If you recall Davis was sitting in his car with three other teenagers at a Jacksonville, Florida gas station, blaring rap music on the car stereo. Richard Dunn and his fiancee pulled into the spot next to them and, as his fiancee went inside for a bottle of wine, Dunn asked the teens to turn the music down.
What happens next is matter of dispute. Dunn says that Davis grew increasingly belligerent and threatening, finally displaying what Dunn thought was a shotgun barrel out the car window. Dunn pulled a pistol from his glove compartment and fired 10 shots at the car, killing Davis. The three surviving teens said Davis may have disrespected Dunn, but never threatened him. And there was nothing in their car that remotely resembled a shotgun barrel.
Silver’s film follows the riveting trial of Dunn, who was claiming self-defense under Florida’s “Stand Your Ground” statute, which essentially allows someone to use deadly force against a threat, even if it is merely a perceived threat. The question is, how does the law apply if white Americans always perceive African-American teens as a threat.

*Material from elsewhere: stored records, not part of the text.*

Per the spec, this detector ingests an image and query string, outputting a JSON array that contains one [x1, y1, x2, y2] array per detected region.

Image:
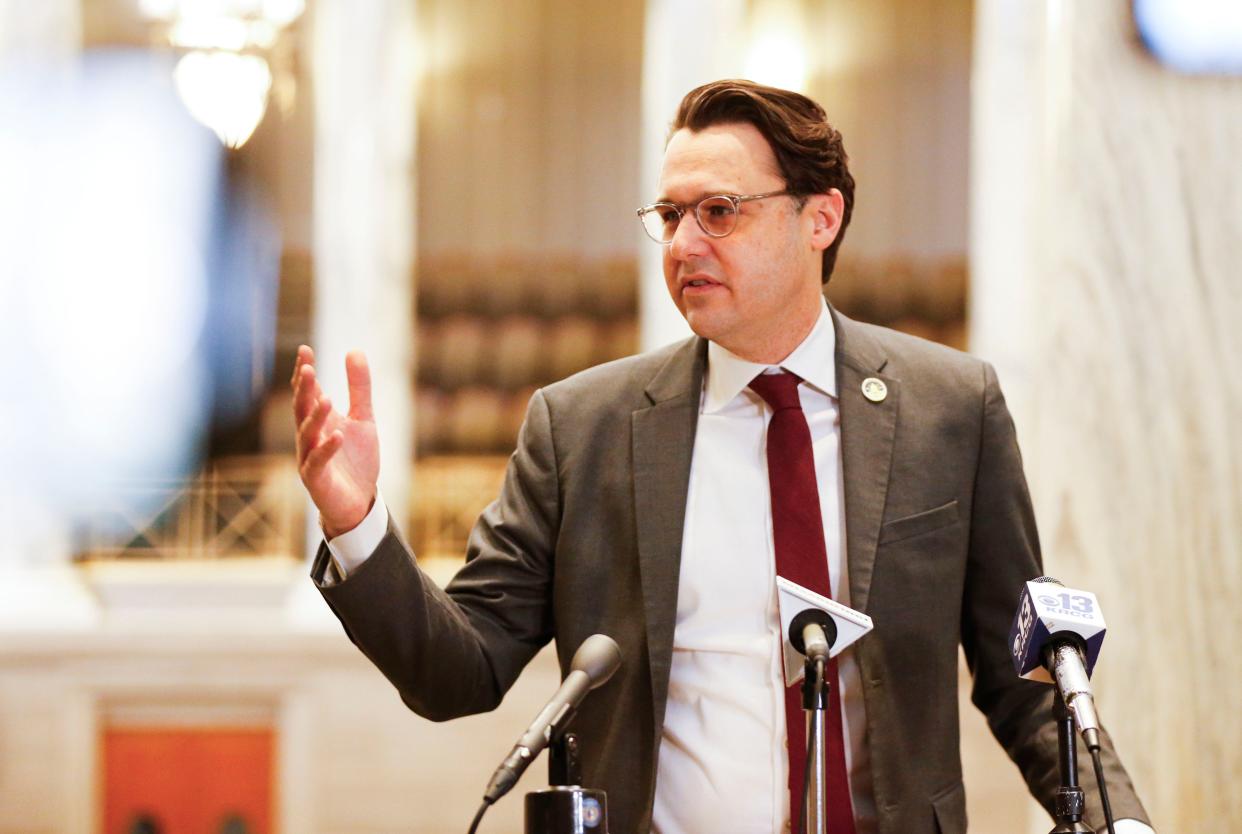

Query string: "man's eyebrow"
[[651, 190, 721, 205]]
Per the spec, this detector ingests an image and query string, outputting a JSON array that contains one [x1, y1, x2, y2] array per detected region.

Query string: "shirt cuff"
[[324, 493, 389, 579], [1114, 820, 1154, 834]]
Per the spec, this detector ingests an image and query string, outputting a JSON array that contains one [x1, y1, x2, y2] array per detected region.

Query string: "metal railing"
[[76, 454, 510, 564], [409, 455, 508, 561], [78, 456, 306, 562]]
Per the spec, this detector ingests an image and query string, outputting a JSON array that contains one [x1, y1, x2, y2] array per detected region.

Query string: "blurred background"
[[0, 0, 1238, 832]]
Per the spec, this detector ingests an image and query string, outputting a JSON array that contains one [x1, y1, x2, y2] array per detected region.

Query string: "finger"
[[294, 364, 328, 427], [292, 364, 320, 425], [291, 344, 314, 387], [301, 430, 343, 482], [345, 350, 374, 422], [297, 395, 334, 464]]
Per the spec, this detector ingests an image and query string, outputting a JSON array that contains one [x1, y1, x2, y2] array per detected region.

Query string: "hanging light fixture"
[[139, 0, 305, 148], [171, 50, 272, 148]]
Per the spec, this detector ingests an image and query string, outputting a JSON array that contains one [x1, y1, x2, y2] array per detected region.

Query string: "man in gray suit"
[[293, 80, 1153, 833]]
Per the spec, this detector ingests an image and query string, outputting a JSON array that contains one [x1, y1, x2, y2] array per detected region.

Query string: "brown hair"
[[672, 79, 854, 284]]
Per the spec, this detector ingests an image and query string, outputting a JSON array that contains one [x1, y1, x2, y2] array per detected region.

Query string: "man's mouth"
[[682, 274, 720, 291]]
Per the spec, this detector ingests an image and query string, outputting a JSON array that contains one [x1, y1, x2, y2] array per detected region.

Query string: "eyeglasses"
[[636, 190, 795, 244]]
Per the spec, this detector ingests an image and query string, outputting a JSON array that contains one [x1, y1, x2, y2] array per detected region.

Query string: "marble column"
[[0, 0, 102, 629], [639, 0, 748, 350], [0, 0, 78, 59], [971, 2, 1242, 830], [640, 0, 822, 350], [308, 0, 417, 534]]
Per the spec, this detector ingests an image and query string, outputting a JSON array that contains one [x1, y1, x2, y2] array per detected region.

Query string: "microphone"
[[775, 576, 873, 685], [1009, 576, 1107, 750], [788, 608, 838, 663], [482, 634, 621, 804]]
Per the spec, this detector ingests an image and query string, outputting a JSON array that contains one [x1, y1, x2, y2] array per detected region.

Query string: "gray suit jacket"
[[313, 308, 1150, 833]]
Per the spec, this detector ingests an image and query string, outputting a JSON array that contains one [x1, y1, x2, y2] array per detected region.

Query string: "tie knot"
[[748, 371, 803, 411]]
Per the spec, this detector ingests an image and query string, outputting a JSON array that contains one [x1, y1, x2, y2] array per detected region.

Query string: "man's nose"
[[667, 212, 708, 261]]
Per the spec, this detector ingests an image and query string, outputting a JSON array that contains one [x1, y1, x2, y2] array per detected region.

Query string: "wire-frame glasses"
[[636, 190, 794, 243]]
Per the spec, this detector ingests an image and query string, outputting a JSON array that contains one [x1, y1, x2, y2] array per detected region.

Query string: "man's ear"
[[804, 189, 845, 251]]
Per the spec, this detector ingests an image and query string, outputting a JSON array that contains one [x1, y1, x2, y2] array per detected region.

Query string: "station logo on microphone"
[[1009, 580, 1107, 683]]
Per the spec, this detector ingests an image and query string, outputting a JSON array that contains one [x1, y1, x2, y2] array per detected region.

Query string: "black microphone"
[[482, 634, 621, 804], [788, 608, 838, 663], [1009, 576, 1106, 750]]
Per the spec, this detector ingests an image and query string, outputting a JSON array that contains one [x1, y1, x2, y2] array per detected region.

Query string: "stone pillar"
[[638, 0, 750, 350], [309, 0, 417, 533], [638, 0, 832, 350], [971, 1, 1242, 830], [0, 0, 103, 630], [0, 0, 79, 59]]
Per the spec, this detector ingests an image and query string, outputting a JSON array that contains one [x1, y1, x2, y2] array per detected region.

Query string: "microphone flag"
[[775, 576, 873, 685]]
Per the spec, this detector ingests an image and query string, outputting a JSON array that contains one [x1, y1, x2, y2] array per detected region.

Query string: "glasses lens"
[[696, 196, 738, 237], [640, 205, 680, 243]]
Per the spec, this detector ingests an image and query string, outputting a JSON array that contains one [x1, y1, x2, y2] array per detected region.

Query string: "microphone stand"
[[524, 732, 609, 833], [1048, 690, 1094, 834], [802, 657, 828, 834]]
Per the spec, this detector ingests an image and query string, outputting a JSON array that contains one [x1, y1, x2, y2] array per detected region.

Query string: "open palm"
[[292, 346, 380, 538]]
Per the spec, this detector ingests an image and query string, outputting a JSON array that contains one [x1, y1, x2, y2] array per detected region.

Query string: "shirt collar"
[[703, 297, 838, 414]]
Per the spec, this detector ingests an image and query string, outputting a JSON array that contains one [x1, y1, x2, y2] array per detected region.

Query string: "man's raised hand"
[[291, 345, 380, 539]]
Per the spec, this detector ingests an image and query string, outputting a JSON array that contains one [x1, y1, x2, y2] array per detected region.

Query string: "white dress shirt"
[[649, 298, 875, 834], [325, 298, 1153, 834]]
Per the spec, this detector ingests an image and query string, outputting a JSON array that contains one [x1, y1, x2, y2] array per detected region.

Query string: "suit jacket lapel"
[[632, 337, 706, 734], [832, 308, 899, 615]]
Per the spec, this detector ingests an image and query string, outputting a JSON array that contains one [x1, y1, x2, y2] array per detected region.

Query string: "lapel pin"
[[861, 377, 887, 403]]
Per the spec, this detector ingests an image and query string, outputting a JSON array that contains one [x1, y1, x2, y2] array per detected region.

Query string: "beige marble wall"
[[971, 2, 1242, 831], [415, 0, 644, 262]]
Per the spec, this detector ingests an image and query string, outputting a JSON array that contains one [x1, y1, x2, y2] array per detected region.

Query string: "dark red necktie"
[[749, 371, 857, 834]]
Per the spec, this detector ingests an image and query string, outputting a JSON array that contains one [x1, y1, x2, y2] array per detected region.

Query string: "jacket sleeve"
[[310, 388, 560, 721], [963, 362, 1151, 829]]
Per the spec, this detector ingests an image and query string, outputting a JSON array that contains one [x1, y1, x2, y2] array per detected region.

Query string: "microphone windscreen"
[[570, 634, 621, 687], [789, 608, 838, 655]]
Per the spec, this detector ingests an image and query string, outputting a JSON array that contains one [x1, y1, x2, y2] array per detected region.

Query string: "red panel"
[[102, 727, 273, 834]]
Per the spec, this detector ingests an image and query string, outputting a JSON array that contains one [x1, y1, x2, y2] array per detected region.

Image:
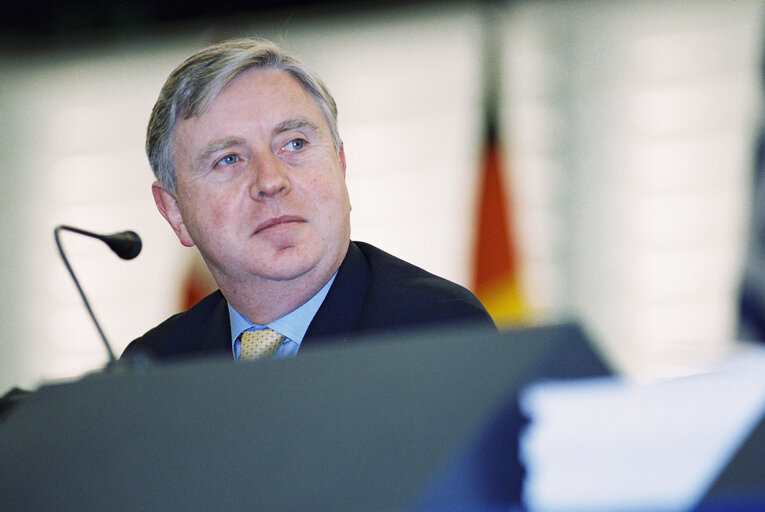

Silver (“Who is Dayani Cristal?”) makes extensive use of the courtroom proceedings, and views most of the film through the lens of Davis’ grieving parents. But I think the film has enough compassion to go around; I even felt a little for Dunn himself, a big, soft guy who clearly loves his girlfriend and his puppy. But he was also deluded about the nature of the teens and his own prejudices, and, unfortunately for everyone, he lived in a state with laws that reinforced those delusions.
“3 1/2 Minutes” would have been stronger if it had provided a little more context — the larger issues in the case are represented mainly by clips of talk-radio chatter that play throughout the film. But it’s a sobering film that goes way beyond the CNN “crawl” to show us the real people shattered by a single, terrible act.